Skal, vita da eroe: dal sisma di Haiti ai campi dorati Nba
Joseph Campbell era un saggista e uno storico delle religioni americano. Ispirandosi a Jung e alle figure archetipiche che, secondo lo psicologo svizzero, sono collocate nell'inconscio collettivo, scrisse nel 1949 un libro destinato a cambiare il futuro della narrazione. La sua intuizione fu di identificare quegli archetipi che stanno alla base di tutti i miti e grandi storie della letteratura, del cinema, del teatro. Il libro si intitola Il viaggio dell'eroe e ha influenzato generazioni intere di scrittori, drammaturghi e registi, tra i quali George Lucas, autore della saga "Star Wars".
Campbell identifica varie fasi attraverso le quali passano, quasi inevitabilmente, le vite degli eroi, in carne e ossa, mitologici o letterari. L'eroe ha una nascita misteriosa, una grande difficoltà iniziale da superare, una fase liminare (una specie di ritiro dalla società dove apprende una lezione, molto spesso aiutato da un mentore) e infine un ritorno (eroico, appunto) alla società stessa.
Più volte, qui, ho sostenuto la tesi che lo sport rappresenti l'epica dei nostri giorni. Gli eroi sportivi rappresentano oggi il nuovo versante della narrazione mitologica. Proprio come nella storia di Skal Labissiere, giocatore di basket Nba, rookie (esordiente nel campionato professionistico) scelto come numero 28 dai Sacramento Kings. Il ragazzone è alto 211 centimetri ed è nato il 18 marzo 1996 a Port of Prince, capitale di Haiti. Quattro giorni fa ha festeggiato il suo ventunesimo compleanno, un numero di primavere che, apparentemente, sembrerebbero ancora poche per primeggiare in un campionato così straordinariamente complicato.
Tuttavia Skal le più grosse complicazioni della sua vita le ha risolte il pomeriggio del 12 gennaio 2010, quando un catastrofico terremoto sconvolse la sua isola, causando 230.000 morti. Skal Labissiere, aveva 14 anni, un sogno grande nel cuore e un canestro in giardino. Quel canestro gli salvò la vita: «Eravamo in auto con mio padre, stavamo tornando a casa dopo l'allenamento e lui vide che il canestro artigianale che avevamo montato sul retro della casa aveva il ferro incrinato. Non so per quale motivo, ma decise di non entrare subito, ma di restare fuori a metterlo a posto. È stata la nostra salvezza».
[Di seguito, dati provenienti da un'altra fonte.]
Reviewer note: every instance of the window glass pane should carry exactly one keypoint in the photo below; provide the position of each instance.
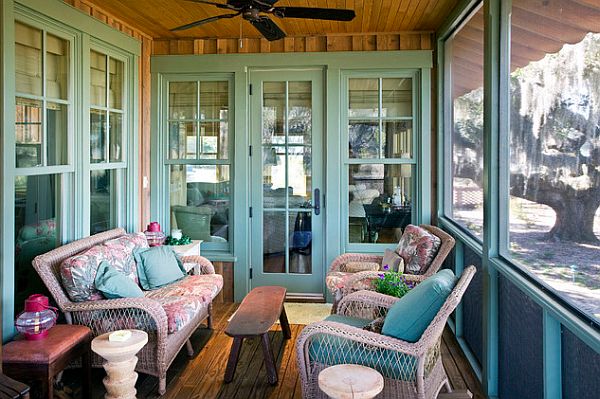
(28, 133)
(37, 204)
(57, 122)
(363, 96)
(214, 100)
(396, 95)
(116, 136)
(182, 140)
(57, 67)
(466, 60)
(28, 59)
(200, 201)
(183, 100)
(97, 136)
(103, 209)
(554, 192)
(380, 202)
(97, 79)
(115, 93)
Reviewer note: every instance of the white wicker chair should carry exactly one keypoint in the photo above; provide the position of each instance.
(410, 370)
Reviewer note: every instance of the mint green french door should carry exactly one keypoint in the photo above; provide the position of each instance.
(286, 113)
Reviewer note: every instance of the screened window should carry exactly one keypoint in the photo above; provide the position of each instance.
(199, 160)
(554, 148)
(380, 161)
(464, 118)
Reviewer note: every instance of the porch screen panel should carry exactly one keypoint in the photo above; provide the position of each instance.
(520, 344)
(580, 368)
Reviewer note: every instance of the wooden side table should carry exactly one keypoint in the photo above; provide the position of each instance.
(41, 360)
(350, 381)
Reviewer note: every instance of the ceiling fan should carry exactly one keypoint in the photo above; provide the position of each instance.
(253, 10)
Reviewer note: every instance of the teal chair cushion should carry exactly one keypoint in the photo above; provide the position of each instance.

Skal pensò a lungo al suo canestro arrugginito e alla Nba nelle tre ore che trascorse sotto le macerie, finché il padre, risparmiato dai crolli perché in giardino a sistemare quell'anello di ferro, lo tirò fuori. Giovedì scorso, ottantasei mesi dopo quel pomeriggio e due giorni prima del suo compleanno, ha portato i suoi Kings alla vittoria contro i Phoenix Suns, acchiappando 11 rimbalzi e segnando 32 punti, tra cui tutti gli ultimi 16 della sua squadra. Del terremoto dice: «È stata un'esperienza terribile, ma una volta superata, è stato più facile per me raggiungere gli Stati Uniti e l'Università di Kentucky, dove ho incontrato colui che ha cambiato la mia vita: coach John Calipari».
Già, il viaggio dell'eroe: il suo venire al mondo nell'isola misteriosa, la grande difficoltà superata, il mentore e il ritorno trionfale. C'è tutto. Un altro regalo dello sport al mondo, l'ennesima prova della sua capacità di ispirarci. «Ho un sacco di buoni motivi per guardare al futuro – chiude Skal Labissiere – nella vita come sul campo da basket. E non voglio più dare nulla per scontato». Centro. Anzi, canestro.